What Does Big Data Actually Mean?
The term Big Data is ubiquitous and enigmatic. It’s so overused that it has practically morphed into a meme for using fancy math to make technology better. In a Center for Technology Innovation analysis of Big Data in education the term was defined as a, “group of statistical techniques that uncover patterns.” But, others disagree, so what is Big Data?
While the use of the term is quite nebulous and is often co-opted for other purposes, I’ve understood “big data” to be about analysis for data that’s really messy or where you don’t know the right questions or queries to make — analysis that can help you find patterns, anomalies, or new structures amidst otherwise chaotic or complex data points. Usually this revolves around datasets with a byte size that seems fairly large relative to our frame of reference using files on a desktop PC (e.g., larger than a terabyte) and many of the tools around big data are to help deal with a large volume of data, but to me the most important concepts of big data don’t actually have much to do with it being “big” in this sense (especially since that’s such a relative term these days). In fact, they can often be applied to smaller datasets as well. Natural language processing and lucene based search engines are good examples of big data techniques and tools that are often used with relatively small amounts of data.
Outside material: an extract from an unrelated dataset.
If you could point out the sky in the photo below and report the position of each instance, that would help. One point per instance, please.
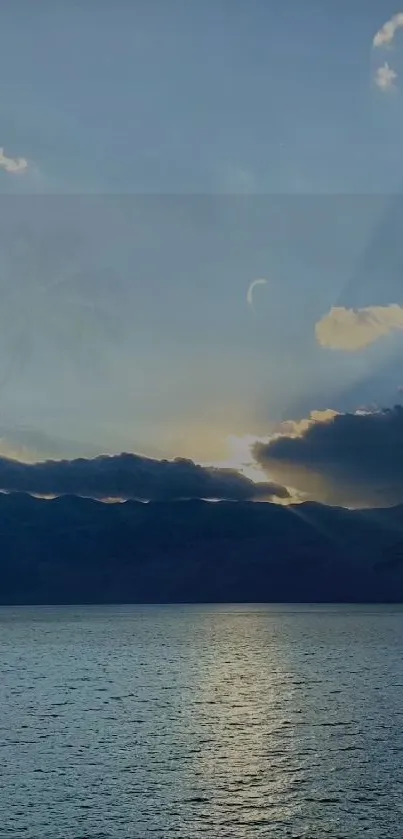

As computational efficiency continues to increase, “big data” will be less about the actual size of a particular dataset and more about the specific expertise needed to process it. With that in mind, “big data” will ultimately describe any dataset large enough to necessitate high-level programming skill and statistically defensible methodologies in order to transform the data asset into something of value.
“Gig data” is the situation where an organization can (arguably) say that they have access to what they need to reconstruct, understand, and model the part of the world that they care about. Using their big data, then, they can (try to) predict future states of the world, optimize their processes, and otherwise be more effective and rational in their activities.